HOLANDA, Sérgio Buarque de. Raízes do Brasil. São Paulo: Companhia das Letras, 1995, p.44-5

TEXTO III

O texto I é um excerto do romance São Bernardo (1934), do escritor Graciliano Ramos. O narrador e protagonista Paulo Honório,
ao sair da prisão por ter assassinado o amante de sua primeira esposa, resolve, com algumas economias da agiotagem, comprar
a fazenda do interior de Alagoas e onde trabalhou por um tempo e que dá título ao romance. Numa série de esquemas ilícitos,
trapaças, manipulações, Paulo Honório consegue com que a fazenda prospere rapidamente. Na forma de narrativa retrospectiva,
o narrador relembra o passado e o quanto, a partir do seu empreendimento, desumanizou-se. O texto II faz parte do livro Raízes
do Brasil, do sociólogo Sérgio Buarque de Holanda. Escrito em 1936, o autor, nesta obra, incumbe-se a pensar as características
fundamentais da personalidade dos brasileiros a partir da formação histórica e econômica do país. O texto III é um outdoor que
faz menção à frase pronunciada pelo presidente atual, Michel Temer, no seu discurso de posse.

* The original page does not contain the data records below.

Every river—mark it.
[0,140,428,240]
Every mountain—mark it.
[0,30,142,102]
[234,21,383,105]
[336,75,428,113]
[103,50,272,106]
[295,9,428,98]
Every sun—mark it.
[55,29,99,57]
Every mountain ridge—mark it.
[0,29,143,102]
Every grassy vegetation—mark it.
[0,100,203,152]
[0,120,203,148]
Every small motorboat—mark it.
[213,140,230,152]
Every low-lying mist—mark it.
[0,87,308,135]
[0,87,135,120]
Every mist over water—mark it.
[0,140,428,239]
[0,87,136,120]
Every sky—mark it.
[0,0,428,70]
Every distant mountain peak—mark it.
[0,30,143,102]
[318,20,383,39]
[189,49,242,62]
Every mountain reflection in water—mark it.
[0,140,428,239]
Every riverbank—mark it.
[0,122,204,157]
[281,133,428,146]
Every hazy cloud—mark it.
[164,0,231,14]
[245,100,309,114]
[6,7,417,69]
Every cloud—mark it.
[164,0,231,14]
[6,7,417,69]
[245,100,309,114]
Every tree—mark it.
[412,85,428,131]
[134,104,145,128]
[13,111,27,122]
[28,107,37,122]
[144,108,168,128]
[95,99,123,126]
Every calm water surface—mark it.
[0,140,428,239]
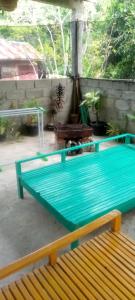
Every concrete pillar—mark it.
[71,2,84,77]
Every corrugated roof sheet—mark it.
[0,39,42,61]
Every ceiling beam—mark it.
[33,0,83,9]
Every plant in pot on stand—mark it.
[47,83,65,130]
[20,99,39,136]
[80,90,107,136]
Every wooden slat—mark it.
[107,232,135,255]
[47,266,77,300]
[66,253,112,300]
[9,282,25,300]
[84,244,133,299]
[59,256,96,300]
[74,248,126,299]
[27,273,50,300]
[0,210,121,279]
[77,245,127,300]
[120,232,135,249]
[0,232,135,300]
[40,267,69,300]
[34,269,60,300]
[22,276,43,300]
[2,286,15,300]
[87,241,135,293]
[53,264,86,299]
[16,280,32,300]
[92,237,135,284]
[70,249,119,300]
[101,234,135,267]
[0,290,6,300]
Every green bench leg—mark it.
[71,240,79,250]
[18,183,24,199]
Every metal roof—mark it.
[0,39,42,61]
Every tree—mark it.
[84,0,135,78]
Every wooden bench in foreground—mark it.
[0,211,135,300]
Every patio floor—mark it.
[0,132,135,286]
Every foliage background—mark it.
[0,0,135,79]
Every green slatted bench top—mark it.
[21,144,135,230]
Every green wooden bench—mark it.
[16,134,135,246]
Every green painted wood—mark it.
[19,144,135,230]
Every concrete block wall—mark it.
[80,78,135,133]
[0,78,72,124]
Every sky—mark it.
[0,0,102,25]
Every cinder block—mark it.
[43,87,51,97]
[112,80,129,91]
[85,78,99,89]
[115,100,129,111]
[6,89,25,100]
[104,97,115,109]
[0,80,16,91]
[128,80,135,91]
[122,91,135,100]
[16,80,34,90]
[52,77,67,87]
[131,101,135,112]
[99,79,112,90]
[107,89,123,100]
[35,79,52,89]
[26,89,44,99]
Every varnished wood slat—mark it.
[58,254,104,299]
[79,245,127,300]
[16,280,32,300]
[2,286,15,300]
[84,244,133,299]
[74,248,126,299]
[34,269,60,300]
[66,253,112,300]
[108,233,135,255]
[27,272,50,300]
[87,241,135,295]
[119,232,135,249]
[59,256,96,300]
[22,276,43,300]
[0,290,6,300]
[0,210,121,279]
[40,267,69,300]
[92,237,135,285]
[101,234,135,267]
[53,264,86,299]
[9,282,25,300]
[70,249,119,300]
[47,266,77,300]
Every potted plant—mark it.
[81,90,107,136]
[20,99,39,136]
[47,83,65,130]
[0,118,8,142]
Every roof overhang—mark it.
[0,0,85,11]
[33,0,83,9]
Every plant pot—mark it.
[20,124,38,136]
[90,121,107,136]
[70,114,79,124]
[0,133,6,143]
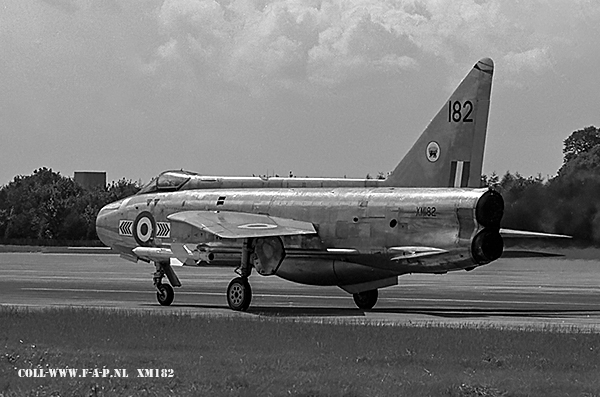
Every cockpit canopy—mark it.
[137,170,196,195]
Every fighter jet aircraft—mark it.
[96,58,564,311]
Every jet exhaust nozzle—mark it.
[475,189,504,228]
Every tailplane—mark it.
[385,58,494,187]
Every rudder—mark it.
[385,58,494,187]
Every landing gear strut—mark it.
[156,283,175,306]
[227,238,252,312]
[227,277,252,312]
[152,262,181,306]
[352,289,379,310]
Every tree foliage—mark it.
[0,168,139,241]
[563,126,600,165]
[482,126,600,245]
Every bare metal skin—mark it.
[96,58,564,310]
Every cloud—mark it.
[142,0,600,95]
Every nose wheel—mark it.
[227,277,252,312]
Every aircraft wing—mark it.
[388,247,448,261]
[500,229,572,238]
[167,211,317,239]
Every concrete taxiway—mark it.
[0,253,600,330]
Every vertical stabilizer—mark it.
[385,58,494,187]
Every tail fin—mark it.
[385,58,494,187]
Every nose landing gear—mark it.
[227,277,252,311]
[152,262,181,306]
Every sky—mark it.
[0,0,600,185]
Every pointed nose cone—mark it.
[475,58,494,74]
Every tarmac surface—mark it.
[0,253,600,332]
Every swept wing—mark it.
[167,211,317,239]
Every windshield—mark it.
[138,171,190,194]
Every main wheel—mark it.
[227,277,252,312]
[156,284,175,306]
[352,289,379,310]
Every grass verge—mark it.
[0,307,600,396]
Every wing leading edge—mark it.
[167,211,317,239]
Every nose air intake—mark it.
[471,190,504,264]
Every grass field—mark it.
[0,307,600,396]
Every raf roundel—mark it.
[133,212,156,246]
[425,141,441,163]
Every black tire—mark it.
[227,277,252,312]
[352,289,379,310]
[156,284,175,306]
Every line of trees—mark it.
[0,168,140,244]
[483,126,600,245]
[0,126,600,245]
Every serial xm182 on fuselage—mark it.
[96,58,564,310]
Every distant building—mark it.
[73,171,106,189]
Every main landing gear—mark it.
[227,239,252,312]
[352,289,379,310]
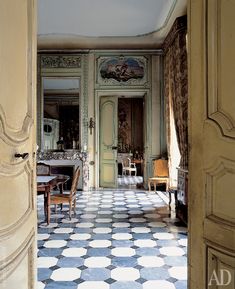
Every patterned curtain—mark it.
[164,16,188,169]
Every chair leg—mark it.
[69,202,72,220]
[73,199,76,216]
[153,182,157,192]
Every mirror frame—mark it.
[37,53,88,151]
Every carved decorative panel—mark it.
[0,161,34,238]
[97,56,148,86]
[206,158,235,224]
[207,0,235,138]
[41,55,81,68]
[0,231,35,289]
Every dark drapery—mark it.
[163,16,188,169]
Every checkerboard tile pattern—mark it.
[38,190,187,289]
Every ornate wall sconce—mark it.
[88,117,95,134]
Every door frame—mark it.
[95,89,152,188]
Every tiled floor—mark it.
[38,190,187,289]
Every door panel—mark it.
[99,96,117,188]
[0,0,36,289]
[188,0,235,289]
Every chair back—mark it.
[153,159,169,177]
[70,167,80,197]
[37,163,51,176]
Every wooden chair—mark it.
[37,163,51,176]
[122,158,137,176]
[36,162,51,217]
[48,167,80,219]
[148,159,169,192]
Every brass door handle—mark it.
[15,153,29,160]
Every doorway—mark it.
[117,96,144,188]
[99,92,146,188]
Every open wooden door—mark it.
[0,0,37,289]
[99,96,118,188]
[188,0,235,289]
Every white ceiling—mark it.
[38,0,187,46]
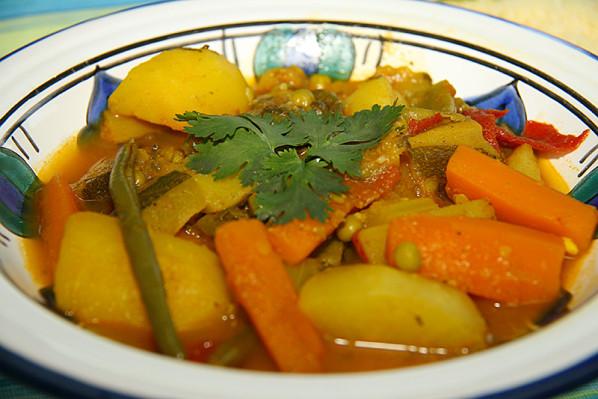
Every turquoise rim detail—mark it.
[253,27,355,80]
[0,147,42,237]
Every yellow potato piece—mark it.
[190,174,251,213]
[100,110,170,143]
[108,48,253,130]
[345,76,405,115]
[299,265,486,349]
[142,178,207,235]
[54,212,232,337]
[407,119,498,157]
[507,144,542,182]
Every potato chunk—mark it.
[299,265,486,349]
[191,174,251,213]
[54,212,232,337]
[108,48,253,130]
[345,76,405,115]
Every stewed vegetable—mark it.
[23,48,597,372]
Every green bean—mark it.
[208,325,259,367]
[110,143,185,358]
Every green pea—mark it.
[336,213,363,242]
[394,241,422,272]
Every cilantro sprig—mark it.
[177,105,403,223]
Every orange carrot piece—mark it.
[39,176,79,281]
[215,219,324,372]
[446,146,598,251]
[268,165,400,265]
[386,215,565,305]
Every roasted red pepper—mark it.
[463,108,509,154]
[463,108,590,156]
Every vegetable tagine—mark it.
[26,47,597,372]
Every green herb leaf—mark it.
[187,130,273,186]
[307,105,403,177]
[255,150,347,223]
[182,105,403,223]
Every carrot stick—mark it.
[268,165,400,265]
[446,146,598,251]
[386,215,565,304]
[215,220,324,372]
[39,176,79,282]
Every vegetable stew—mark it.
[25,48,597,372]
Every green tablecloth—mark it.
[0,0,598,399]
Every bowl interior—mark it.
[0,1,598,398]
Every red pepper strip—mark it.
[463,108,590,156]
[498,121,590,157]
[463,108,509,154]
[408,112,442,136]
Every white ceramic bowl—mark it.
[0,0,598,399]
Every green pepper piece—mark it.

Próximos, na linha cronológica, os dois primeiros textos fazem, à sua maneira, propostas de reflexão acerca do mundo do trabalho
em solo brasileiro. O texto III, por sua vez, faz, no século XXI, uma defesa do trabalho num contexto diferente do início do século
XX. Levando em consideração sua instrução histórica e cultural, faça um texto dissertativo-argumentativo apresentando fatos,
situações, exemplos e falas de autoridades para discutir a mediação entre comportamentos e éticas trabalhistas e expectativas
políticas e mercadológicas na área do trabalho.

Orientações:
 Escreva um texto entre 15 linhas e 30 linhas. Textos fora desse intervalo não serão avaliados.
 Use a Folha Oficial de Redação. Textos não escritos nessa folha não serão avaliados.
 Escreva sua redação usando caneta esferográfica azul ou preta. Textos escritos à lápis ou com qualquer outro tipo de
caneta não serão avaliados.
 Escreva sua redação em LETRA LEGÍVEL. Textos que possuam trechos ilegível serão penalizados na competência 01 e 03
(descritos na Folha Oficial de Redação), a depender do desenvolvimento e organização da composição.
 Identifique-se. Coloque seu nome no espaço indicado. Textos sem identificação não serão avaliados.
 Títulos não são obrigatórios. Se o aluno sentir necessidade de inserir, deve fazê-lo na linha 01 e começar o texto na linha
02.
 Atenção ao uso dos textos de apoio. Cópias explícitas no corpo do texto serão desconsideradas para fins de avaliação. Se
houver necessidade de citar outras fontes, que se indique, ao menos, o autor e o veículo da informação.
 Planeje seu texto. Organize. Use os materiais do curso. Faça um excelente texto!